Although she didn’t read poetry, I often read my new poems to her in my late teens and early 20s, if I thought they were halfway good. I always knew if she liked one, because as soon as I finished reading, she would say, “Oooh!” Not “Oh,” like the letter “o,” but “Oooh,” to rhyme with “new” or “true,” the little pleased and surprised exclamation that says, “That’s kinda neat!” Nothing deep or intellectual, no “constructive feedback,” but just an “Oooh!” Or, no “Oooh.” I really liked those times my poem would get an “Oooh!” from my mom. I think we understood each other pretty well, those times.
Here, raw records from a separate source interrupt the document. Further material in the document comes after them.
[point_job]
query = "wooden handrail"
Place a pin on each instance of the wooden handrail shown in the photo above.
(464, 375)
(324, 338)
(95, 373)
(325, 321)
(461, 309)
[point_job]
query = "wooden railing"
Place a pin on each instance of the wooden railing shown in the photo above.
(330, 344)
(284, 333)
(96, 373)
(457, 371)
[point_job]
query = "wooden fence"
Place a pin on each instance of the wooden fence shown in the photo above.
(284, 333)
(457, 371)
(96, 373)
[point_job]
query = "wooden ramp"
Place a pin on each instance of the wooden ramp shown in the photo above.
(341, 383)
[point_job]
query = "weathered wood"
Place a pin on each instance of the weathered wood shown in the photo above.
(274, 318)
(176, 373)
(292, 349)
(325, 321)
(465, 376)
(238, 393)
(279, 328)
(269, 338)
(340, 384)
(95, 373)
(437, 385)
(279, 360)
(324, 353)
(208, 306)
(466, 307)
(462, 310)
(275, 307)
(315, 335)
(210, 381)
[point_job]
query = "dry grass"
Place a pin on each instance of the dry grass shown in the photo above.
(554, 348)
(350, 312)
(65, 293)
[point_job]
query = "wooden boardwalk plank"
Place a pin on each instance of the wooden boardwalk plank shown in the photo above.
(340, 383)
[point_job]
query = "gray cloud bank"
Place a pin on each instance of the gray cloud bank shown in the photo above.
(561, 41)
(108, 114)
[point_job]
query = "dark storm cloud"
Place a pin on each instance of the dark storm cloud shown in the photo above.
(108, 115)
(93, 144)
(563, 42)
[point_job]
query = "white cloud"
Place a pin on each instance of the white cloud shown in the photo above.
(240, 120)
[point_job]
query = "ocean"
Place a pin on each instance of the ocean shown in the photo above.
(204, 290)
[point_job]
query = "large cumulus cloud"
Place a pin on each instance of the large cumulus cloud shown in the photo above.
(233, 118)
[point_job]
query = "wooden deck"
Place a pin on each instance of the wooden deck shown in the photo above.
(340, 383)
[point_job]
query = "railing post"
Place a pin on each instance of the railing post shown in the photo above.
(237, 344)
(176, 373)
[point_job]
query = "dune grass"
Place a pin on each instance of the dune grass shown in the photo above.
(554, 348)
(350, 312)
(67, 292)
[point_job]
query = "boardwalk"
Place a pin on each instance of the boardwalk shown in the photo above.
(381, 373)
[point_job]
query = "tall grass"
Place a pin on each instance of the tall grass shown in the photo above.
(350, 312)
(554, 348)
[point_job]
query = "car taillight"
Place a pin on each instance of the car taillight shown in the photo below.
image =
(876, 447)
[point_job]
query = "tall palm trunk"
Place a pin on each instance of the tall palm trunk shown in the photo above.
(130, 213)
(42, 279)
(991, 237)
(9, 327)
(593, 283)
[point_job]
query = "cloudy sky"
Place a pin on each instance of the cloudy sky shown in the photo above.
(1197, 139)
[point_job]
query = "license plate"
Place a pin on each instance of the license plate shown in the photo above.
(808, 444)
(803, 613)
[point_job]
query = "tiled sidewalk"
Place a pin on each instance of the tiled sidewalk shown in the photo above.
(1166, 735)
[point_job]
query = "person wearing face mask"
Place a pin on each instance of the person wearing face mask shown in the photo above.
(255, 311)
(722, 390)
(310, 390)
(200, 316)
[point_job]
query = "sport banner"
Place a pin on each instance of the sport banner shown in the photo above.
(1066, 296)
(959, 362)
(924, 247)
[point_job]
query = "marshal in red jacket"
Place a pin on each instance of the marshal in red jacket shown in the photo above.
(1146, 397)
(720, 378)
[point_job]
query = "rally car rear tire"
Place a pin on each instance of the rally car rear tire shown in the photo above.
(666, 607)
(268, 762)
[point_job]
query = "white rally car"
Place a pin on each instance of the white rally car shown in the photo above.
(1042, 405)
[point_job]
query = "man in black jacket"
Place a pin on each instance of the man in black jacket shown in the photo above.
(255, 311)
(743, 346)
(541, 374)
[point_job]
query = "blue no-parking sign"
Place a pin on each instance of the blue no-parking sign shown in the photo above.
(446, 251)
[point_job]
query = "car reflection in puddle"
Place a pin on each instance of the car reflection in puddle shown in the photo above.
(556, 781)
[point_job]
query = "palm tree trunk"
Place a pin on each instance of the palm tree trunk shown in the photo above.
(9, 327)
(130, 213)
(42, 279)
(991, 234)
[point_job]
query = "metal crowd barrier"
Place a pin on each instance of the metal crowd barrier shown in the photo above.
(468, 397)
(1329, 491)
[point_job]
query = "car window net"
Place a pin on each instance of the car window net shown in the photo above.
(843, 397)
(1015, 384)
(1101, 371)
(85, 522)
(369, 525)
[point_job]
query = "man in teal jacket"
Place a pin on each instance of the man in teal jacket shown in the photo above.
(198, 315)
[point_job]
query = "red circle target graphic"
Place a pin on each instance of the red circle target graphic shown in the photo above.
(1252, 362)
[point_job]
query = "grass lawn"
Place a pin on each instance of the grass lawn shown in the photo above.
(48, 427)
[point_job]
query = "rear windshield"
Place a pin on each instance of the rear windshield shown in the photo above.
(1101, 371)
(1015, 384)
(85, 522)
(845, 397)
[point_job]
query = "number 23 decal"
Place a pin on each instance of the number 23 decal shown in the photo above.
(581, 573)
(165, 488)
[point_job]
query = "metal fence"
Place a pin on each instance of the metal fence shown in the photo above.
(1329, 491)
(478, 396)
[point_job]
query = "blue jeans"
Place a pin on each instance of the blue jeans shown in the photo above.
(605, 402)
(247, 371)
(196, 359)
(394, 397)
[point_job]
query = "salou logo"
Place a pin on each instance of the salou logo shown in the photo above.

(Originally posted on MySpace on July 19, 2006, soon after it was written)


Weight

In college, there was a poster
stuck up on the living room wall
depicting women of all sizes and shapes
floating, drifting across the sky.
“Celebrate your natural sizes,” it said.
When Lori and I considered this message,
my response was quick, and practical:
“But I can’t fit into my natural clothes!”
This is only one moment from the ongoing story
of extra weight — so rarely lost,
and far too often found.

At full term with my first son, I weighed
one hundred ninety-seven pounds;
with my second, two hundred ten.
It’s difficult to comprehend
having a second belly, one that kicks.
During the third trimester, I carried
a weight I could never put down.
Such exquisite relief I felt
when the doctor lifted my firstborn from me:
I was instantly, refreshingly lighter.

Last evening, my second son,
almost four, fell asleep on the drive
to the library. I unbuckled him,
put his lollipop in my mouth, picked up
his heavy sleeping weight, his head
almost slipping off my shoulder.
Inside the building — blessedly cool
on the hottest day of the year —
I dropped off our videos, and threw
the lollipop away. I quickly found the book
I wanted, brought it and my son
to the self-checkout. I imagined myself
laying him down at my feet,
but I didn’t. I juggled my wallet,
my library card, the book, and my kid,
then took everything out into the heat.
My shirt had scooted up my tummy,
and Ryan’s shirt was higher still.
My arms were weakening, my mind
recalling a pregnant belly, the weight
I could never put down.
My sleeping son is no longer
that same bundle of joy, but a boy
who’s been calling me “Pretty Mommy.”
I open the door, and gently put him down.
I start the car, then softly strap in
my handsome son, this wondrous, precious weight.

© All the parts of my life 2008-2015.